Cucullin se sorprendió al encontrar un conjunto de molinillos tan potentes en alguien tan joven; pero aún lo estaba mucho más cuando descubrió, cuando sacó la mano de la boca de Fin, que había dejado atrás el dedo del que dependía toda su fuerza. Lanzó un fuerte gemido y cayó al instante lleno de terror y debilidad. Esto era todo lo que quería Fin, quien ahora sabía que su enemigo más poderoso y acérrimo estaba a su merced. Salió de la cuna, y en pocos minutos el gran Cucullin, que durante tanto tiempo fue el terror de él y de todos sus seguidores, yacía cadáver ante él. Así, Fin, gracias al ingenio y la invención de Oonagh, su esposa, logró vencer a su enemigo mediante la astucia, algo que nunca habría podido hacer por la fuerza.

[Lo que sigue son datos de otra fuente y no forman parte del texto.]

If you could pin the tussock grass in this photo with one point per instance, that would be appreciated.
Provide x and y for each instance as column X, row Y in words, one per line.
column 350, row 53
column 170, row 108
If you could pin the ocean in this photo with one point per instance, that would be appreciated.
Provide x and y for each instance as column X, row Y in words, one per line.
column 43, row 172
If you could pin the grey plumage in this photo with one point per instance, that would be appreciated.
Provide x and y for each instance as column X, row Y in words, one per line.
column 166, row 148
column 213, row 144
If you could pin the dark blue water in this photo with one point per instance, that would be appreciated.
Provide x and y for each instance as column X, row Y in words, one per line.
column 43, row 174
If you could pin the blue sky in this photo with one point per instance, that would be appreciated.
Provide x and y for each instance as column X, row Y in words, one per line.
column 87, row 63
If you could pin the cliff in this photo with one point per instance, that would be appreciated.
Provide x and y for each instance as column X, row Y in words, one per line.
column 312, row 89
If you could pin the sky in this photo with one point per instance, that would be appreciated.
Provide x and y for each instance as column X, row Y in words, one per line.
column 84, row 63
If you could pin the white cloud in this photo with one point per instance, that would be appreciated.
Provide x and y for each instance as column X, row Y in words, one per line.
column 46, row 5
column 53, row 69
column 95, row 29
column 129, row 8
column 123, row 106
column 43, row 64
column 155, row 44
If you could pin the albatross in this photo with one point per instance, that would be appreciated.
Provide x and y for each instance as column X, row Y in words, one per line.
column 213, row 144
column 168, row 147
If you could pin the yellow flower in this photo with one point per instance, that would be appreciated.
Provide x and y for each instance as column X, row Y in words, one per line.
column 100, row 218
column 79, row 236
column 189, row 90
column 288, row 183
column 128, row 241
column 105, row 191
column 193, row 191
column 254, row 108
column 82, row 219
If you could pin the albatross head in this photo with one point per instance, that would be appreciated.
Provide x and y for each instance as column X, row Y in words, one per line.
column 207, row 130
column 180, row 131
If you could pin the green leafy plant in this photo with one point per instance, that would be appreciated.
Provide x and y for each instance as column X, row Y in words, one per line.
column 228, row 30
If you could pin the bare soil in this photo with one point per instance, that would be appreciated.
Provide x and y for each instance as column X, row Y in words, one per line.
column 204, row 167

Leyenda celta, cuento popular irlandés. Recopilado y adaptado por Joseph Jacobs (1854-1916)
Joseph Jacobs (1854-1916) fue un folclorista e historiador australiano.
Recopiló multitud de cuentos populares en lengua inglesa. Conocido por la versión de Los tres cerditos, Jack y las habichuelas mágicas, y editó una versión de Las Mil y una Noches. Participó en la revisión de la Enciclopedia Judía.